A Low-Cost Integrated Positioning System of GPS and Inertial Sensors for Autonomous Agricultural Vehicles

2003 
A low-cost integrated positioning system, consisting of a Garmin GPS and a set of solidstate inertial sensors, was developed for autonomous agricultural vehicle applications. Based on a position-velocity-attitude (PVA) model of the vehicle, a PVA model-based Kalman filter was designed to integrate data from all sensors to provide accurate and robust vehicle positioning data. This integrated positioning system was evaluated in different test sites. An RTK-DGPS receiver was used to provide reference measurements. Test results showed that the maximum positioning error was 0.50 m while the vehicle was traveling on a known path (determined based on static RTK-DGPS measurements) on a paved road nearby buildings and partially under trees. When the vehicle was traveling on open field, the maximum error was 0.30 m compared with RTK-DGPS dynamic measurement.

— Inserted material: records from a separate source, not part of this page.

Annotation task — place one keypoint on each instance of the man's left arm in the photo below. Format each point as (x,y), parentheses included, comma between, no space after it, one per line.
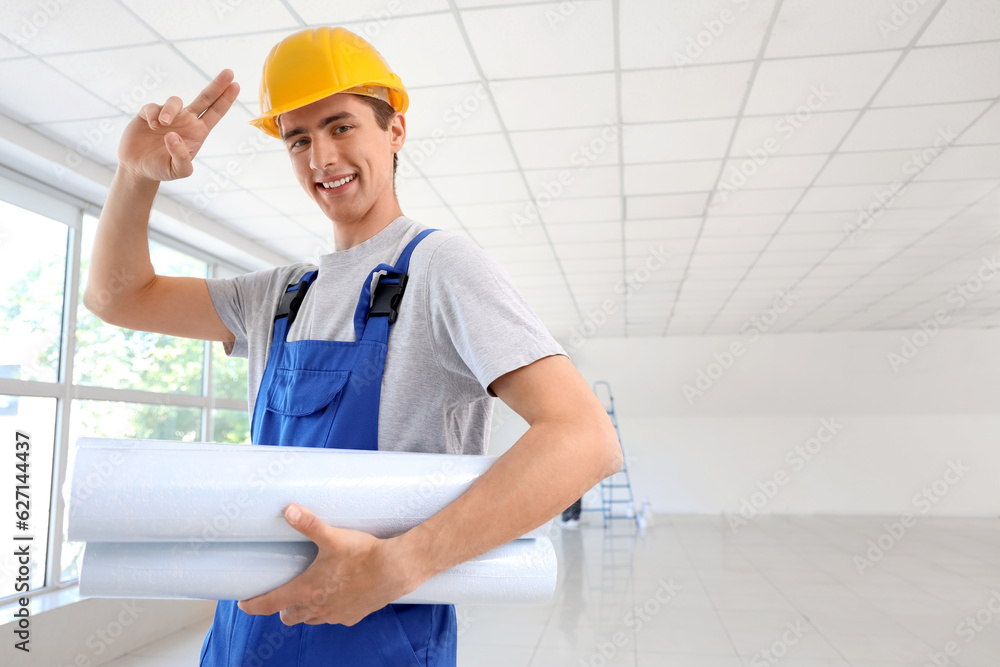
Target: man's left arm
(569,447)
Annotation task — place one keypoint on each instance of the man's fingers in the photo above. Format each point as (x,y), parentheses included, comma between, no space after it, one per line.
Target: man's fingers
(271,603)
(169,110)
(151,113)
(219,108)
(180,157)
(211,93)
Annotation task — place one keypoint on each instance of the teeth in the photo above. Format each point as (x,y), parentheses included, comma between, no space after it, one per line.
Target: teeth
(337,184)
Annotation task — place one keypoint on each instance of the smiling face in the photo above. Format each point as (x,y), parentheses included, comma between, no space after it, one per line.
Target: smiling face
(343,160)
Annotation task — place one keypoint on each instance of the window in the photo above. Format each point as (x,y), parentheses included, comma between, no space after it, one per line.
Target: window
(124,384)
(109,356)
(32,275)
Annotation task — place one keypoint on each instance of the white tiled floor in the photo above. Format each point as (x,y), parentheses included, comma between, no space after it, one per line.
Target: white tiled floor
(692,592)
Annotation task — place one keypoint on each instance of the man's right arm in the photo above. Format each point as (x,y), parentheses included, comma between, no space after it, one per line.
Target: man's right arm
(123,289)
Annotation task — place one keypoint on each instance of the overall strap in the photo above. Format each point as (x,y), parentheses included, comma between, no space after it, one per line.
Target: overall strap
(288,307)
(388,293)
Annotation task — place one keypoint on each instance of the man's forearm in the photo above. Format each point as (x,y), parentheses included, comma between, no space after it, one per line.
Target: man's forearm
(120,266)
(551,465)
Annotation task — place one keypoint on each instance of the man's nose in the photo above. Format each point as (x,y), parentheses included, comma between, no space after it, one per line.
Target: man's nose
(323,154)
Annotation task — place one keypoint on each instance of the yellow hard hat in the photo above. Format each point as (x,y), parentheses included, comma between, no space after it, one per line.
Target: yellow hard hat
(319,62)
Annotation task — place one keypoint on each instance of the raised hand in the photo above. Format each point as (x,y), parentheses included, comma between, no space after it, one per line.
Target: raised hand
(161,141)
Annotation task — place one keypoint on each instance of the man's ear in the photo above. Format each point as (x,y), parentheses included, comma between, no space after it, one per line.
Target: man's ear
(397,131)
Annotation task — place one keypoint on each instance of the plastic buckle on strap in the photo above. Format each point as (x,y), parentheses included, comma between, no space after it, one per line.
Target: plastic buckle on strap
(388,295)
(290,302)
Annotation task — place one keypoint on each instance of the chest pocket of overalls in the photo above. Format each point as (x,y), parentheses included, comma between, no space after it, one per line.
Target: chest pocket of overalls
(308,401)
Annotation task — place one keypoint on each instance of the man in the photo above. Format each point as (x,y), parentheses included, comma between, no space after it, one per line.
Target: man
(325,371)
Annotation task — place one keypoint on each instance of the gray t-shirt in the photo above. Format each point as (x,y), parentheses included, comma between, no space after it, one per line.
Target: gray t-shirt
(462,324)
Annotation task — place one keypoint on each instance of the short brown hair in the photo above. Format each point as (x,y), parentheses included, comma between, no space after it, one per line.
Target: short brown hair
(383,116)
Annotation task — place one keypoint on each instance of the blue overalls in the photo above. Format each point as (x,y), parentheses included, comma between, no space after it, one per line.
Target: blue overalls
(306,385)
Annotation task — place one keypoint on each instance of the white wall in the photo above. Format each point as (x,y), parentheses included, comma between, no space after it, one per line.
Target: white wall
(94,631)
(896,431)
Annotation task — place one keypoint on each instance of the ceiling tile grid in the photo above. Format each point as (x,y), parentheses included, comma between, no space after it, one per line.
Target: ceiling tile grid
(706,154)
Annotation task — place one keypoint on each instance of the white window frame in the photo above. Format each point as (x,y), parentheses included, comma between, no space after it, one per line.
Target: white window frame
(60,207)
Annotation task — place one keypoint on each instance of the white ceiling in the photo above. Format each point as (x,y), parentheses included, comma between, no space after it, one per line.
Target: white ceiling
(542,81)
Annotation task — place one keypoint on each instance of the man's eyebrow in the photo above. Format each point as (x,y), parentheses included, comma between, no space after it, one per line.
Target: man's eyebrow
(343,115)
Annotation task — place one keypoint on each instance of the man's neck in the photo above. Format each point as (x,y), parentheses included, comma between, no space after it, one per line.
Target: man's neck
(349,235)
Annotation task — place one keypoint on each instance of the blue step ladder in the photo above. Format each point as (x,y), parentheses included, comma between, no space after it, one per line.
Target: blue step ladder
(617,499)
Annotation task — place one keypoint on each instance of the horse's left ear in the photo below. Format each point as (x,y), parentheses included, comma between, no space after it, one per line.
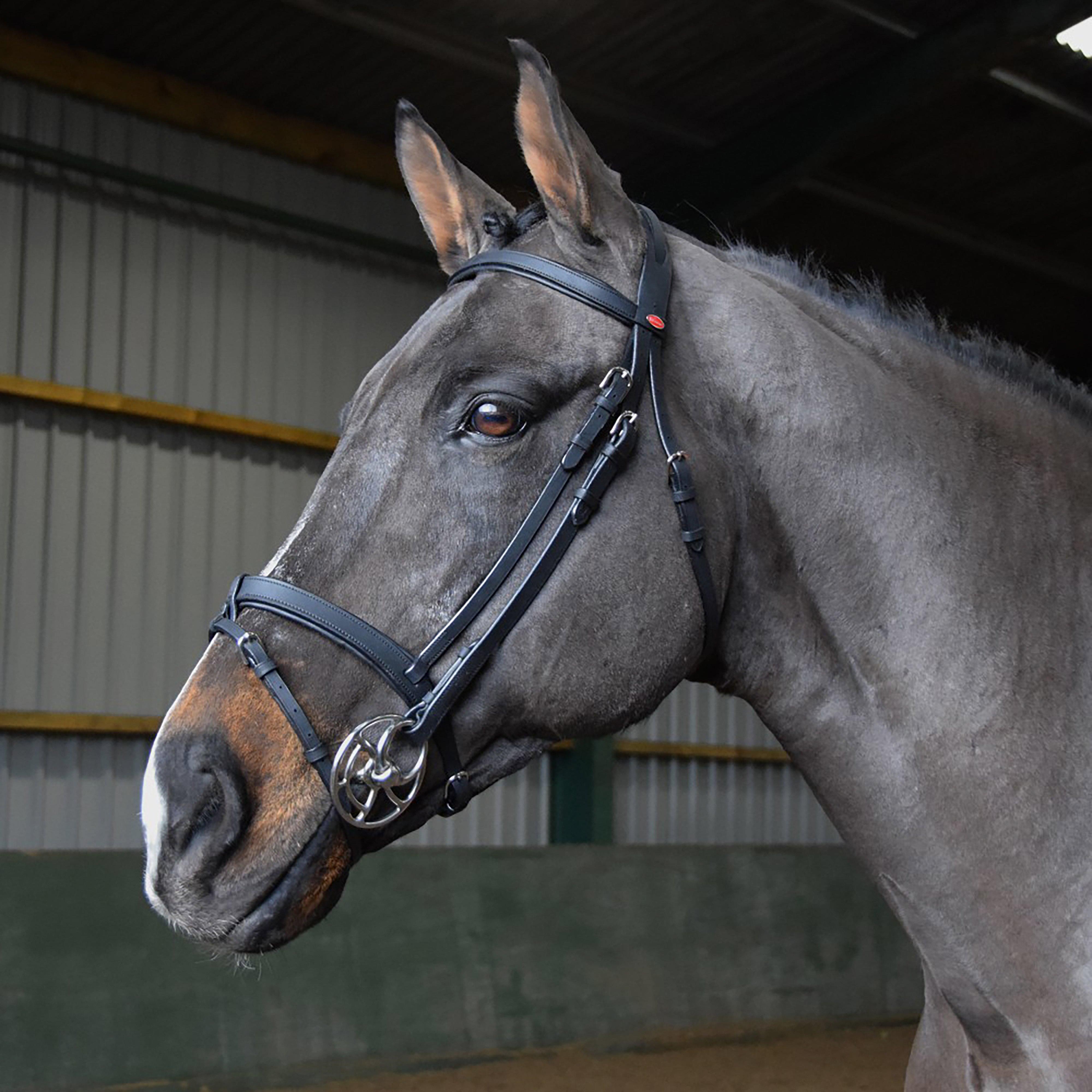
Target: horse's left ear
(583,195)
(454,204)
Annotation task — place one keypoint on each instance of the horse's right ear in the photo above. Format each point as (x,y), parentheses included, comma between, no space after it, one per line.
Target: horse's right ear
(452,200)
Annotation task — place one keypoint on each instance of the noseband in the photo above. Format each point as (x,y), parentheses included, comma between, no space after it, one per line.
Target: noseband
(366,784)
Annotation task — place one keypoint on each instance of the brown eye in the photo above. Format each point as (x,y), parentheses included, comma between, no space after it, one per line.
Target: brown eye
(491,419)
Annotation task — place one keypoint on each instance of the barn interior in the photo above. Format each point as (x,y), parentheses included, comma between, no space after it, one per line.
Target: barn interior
(205,245)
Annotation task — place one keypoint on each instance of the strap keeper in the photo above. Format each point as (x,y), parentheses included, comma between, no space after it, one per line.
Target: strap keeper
(317,754)
(264,667)
(585,507)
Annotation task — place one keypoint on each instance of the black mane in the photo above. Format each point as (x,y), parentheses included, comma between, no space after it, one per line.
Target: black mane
(976,349)
(867,300)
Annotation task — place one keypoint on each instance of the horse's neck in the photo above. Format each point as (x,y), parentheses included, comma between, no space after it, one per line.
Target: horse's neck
(910,598)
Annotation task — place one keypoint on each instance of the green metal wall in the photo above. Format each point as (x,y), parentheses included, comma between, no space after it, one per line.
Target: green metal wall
(436,953)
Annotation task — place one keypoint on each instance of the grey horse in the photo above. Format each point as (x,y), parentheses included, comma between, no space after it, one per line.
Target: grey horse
(899,526)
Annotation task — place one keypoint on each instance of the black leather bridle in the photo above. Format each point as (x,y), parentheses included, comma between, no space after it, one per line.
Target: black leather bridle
(603,444)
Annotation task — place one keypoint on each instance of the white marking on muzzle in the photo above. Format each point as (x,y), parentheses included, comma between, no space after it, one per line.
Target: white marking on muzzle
(153,811)
(153,817)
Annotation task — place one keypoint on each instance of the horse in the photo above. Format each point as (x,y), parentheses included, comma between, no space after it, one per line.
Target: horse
(895,532)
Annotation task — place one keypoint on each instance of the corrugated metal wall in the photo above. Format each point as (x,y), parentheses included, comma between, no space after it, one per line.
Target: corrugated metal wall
(110,563)
(686,800)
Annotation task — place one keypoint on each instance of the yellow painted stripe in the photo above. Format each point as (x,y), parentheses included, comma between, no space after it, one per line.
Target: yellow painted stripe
(42,390)
(189,106)
(112,725)
(121,725)
(711,753)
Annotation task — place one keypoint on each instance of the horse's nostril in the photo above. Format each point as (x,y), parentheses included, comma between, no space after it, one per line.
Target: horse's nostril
(206,800)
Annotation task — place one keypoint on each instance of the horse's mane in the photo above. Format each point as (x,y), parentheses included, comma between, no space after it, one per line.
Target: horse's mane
(865,300)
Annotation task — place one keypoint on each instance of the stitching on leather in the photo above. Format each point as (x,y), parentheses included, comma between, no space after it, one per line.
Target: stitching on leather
(382,638)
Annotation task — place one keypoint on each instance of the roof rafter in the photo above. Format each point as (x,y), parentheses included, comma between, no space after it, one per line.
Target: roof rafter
(747,172)
(469,55)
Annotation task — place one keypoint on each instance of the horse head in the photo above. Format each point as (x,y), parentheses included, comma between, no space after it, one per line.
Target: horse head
(445,447)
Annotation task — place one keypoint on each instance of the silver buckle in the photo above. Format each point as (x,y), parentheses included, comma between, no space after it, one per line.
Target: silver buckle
(618,371)
(624,420)
(364,775)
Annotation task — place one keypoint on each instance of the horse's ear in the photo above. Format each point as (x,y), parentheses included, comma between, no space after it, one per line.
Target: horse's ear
(454,204)
(580,192)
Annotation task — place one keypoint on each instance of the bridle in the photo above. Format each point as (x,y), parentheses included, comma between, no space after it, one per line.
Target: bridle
(366,785)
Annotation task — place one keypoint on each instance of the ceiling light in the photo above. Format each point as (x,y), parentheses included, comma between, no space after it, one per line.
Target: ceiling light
(1078,38)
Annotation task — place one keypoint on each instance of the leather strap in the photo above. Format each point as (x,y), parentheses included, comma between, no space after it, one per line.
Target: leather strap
(581,287)
(375,648)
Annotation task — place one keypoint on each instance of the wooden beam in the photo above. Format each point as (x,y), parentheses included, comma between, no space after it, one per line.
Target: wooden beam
(1051,98)
(745,173)
(468,53)
(189,106)
(130,726)
(127,406)
(100,725)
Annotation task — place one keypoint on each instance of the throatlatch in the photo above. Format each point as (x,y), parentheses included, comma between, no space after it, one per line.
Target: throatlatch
(367,786)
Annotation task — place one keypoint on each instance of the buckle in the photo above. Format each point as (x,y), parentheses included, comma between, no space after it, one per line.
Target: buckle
(622,423)
(613,375)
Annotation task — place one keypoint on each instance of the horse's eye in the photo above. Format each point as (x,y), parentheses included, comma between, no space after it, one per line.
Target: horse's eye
(495,420)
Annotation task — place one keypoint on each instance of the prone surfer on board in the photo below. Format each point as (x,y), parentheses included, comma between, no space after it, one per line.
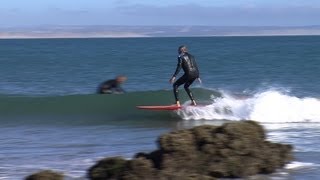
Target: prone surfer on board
(112,86)
(187,62)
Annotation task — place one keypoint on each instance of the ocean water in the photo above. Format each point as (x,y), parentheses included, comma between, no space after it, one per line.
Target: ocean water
(51,118)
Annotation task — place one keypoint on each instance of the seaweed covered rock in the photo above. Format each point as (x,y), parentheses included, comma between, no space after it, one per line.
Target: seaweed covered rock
(46,175)
(236,149)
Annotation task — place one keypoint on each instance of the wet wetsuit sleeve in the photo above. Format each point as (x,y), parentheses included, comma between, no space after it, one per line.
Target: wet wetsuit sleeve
(178,67)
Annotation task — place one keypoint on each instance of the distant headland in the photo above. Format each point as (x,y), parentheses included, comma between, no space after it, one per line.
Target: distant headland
(107,31)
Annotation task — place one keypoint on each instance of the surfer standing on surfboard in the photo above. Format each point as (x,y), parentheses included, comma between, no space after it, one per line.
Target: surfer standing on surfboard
(187,62)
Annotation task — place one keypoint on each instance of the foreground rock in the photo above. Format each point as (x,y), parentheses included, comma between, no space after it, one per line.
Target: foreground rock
(46,175)
(236,149)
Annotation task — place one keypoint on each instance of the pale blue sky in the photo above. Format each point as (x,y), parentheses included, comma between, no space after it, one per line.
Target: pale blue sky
(160,12)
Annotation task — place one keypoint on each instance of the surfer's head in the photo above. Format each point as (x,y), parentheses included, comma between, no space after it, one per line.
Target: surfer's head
(182,49)
(121,79)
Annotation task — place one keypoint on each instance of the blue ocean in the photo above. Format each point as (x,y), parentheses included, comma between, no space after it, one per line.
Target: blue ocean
(52,118)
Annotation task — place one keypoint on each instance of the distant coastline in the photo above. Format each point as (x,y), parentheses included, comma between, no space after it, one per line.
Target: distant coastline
(101,31)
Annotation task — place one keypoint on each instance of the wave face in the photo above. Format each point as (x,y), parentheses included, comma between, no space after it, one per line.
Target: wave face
(269,106)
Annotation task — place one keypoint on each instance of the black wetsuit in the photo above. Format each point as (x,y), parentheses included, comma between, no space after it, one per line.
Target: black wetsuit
(188,63)
(110,87)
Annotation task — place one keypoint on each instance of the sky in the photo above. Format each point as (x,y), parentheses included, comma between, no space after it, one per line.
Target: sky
(28,13)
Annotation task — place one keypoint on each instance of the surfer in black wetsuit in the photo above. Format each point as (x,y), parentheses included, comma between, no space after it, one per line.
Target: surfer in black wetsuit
(112,86)
(188,63)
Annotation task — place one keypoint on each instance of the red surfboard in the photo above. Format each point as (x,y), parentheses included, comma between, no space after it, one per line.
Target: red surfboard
(167,107)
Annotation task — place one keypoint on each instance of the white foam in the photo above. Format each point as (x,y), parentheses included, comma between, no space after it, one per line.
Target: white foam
(269,106)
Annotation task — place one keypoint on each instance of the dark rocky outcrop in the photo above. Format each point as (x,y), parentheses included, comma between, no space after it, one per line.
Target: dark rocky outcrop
(46,175)
(236,149)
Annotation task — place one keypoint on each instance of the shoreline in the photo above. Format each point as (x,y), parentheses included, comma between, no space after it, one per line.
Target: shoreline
(59,32)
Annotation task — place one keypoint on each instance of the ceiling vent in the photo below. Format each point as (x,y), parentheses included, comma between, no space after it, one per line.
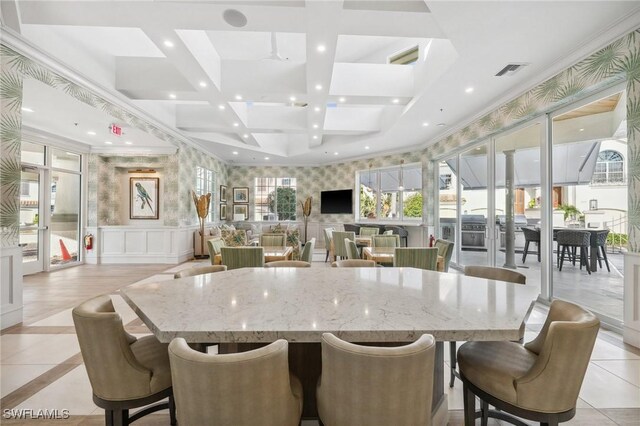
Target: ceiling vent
(511,69)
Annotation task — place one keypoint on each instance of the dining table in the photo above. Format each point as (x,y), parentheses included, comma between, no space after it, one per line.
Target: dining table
(385,255)
(247,308)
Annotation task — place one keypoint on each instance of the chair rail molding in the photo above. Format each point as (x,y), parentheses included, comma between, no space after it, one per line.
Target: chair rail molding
(631,328)
(11,285)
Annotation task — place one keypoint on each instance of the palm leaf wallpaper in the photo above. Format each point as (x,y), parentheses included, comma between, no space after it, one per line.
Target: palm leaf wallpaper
(613,63)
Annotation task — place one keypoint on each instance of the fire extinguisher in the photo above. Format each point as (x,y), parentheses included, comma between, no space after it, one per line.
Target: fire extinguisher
(88,241)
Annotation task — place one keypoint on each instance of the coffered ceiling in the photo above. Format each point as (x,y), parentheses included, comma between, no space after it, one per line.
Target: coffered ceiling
(309,82)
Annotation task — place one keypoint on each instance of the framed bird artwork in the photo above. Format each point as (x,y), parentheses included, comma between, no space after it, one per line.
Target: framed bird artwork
(144,198)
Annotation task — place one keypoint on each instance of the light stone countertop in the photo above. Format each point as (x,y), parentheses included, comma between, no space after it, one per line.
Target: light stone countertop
(356,304)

In both cases, the redundant positioning information was fused and the update rate was increased to 50 Hz while the GPS receiver updated its positioning reading at 1 Hz. The test results also demonstrated that, the integrated system could estimate the vehicle position accurately with a temporary GPS signal outage (up to 30 s). The accuracy of this low-cost integrated positioning system can meet most tasks in precision farming applications.